People involved in business and other institutions often communicate in clichés. Insider words and phrases commonly used but vaguely understood, even less so by those on the outside.

Education certainly has it’s share, with many of them borrowed from other organizations. Like many of those in a post titled 17 Development Clichés I’ll Be Avoiding in 2017.

Empowerment – We want to empower teachers, students, girls, parents, principals, and who? But empowered to do what? However you define it, “empowerment isn’t like a light switch; it’s a long and messy process, and it certainly won’t be completed in a workshop”.

Capacity building – The World Health Organization says this is “the development and strengthening of human and institutional resources”, whatever that is. Ask the next person using the phrase if this is what they mean.

Global citizen – In their “Portrait of a Graduate” document, our local school board says every student needs to be one of these. They aren’t very clear on what it means to be a global citizen, or how their emphasis on a testing culture will make it happen.

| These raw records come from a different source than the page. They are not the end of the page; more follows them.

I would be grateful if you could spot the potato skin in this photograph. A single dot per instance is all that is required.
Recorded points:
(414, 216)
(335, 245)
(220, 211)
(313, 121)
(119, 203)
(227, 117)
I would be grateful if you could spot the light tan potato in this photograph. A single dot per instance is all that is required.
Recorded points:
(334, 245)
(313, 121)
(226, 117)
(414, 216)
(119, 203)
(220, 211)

Do good and do well – I had a principal who frequently used this phrase, and it, or variations, seem to pop up regularly in talks and writings on educational reform. Still don’t know why.

Liaising with key local stakeholders – And various other phrases incorporating the word “stakeholders”. Although, as much as the term is used in education, we rarely seem to include the most important “stakeholders” in the process – students.

Silver bullet – There’s no such thing, and no one should ever ask if whatever it is we’re talking about is a “silver bullet”. The answer is always no.

The writer also includes the phrase “on the ground”. Educational speakers seem to love something similar – in the trenches. Like the classroom is a battlefield and teaching an act of war. Definitely a cliché to be avoided.

So, how many of these clichés are commonly used in your school and district? How many have any real meaning? Is it possible to drop most of all of them from our conversation, in favor of words that have more meaning?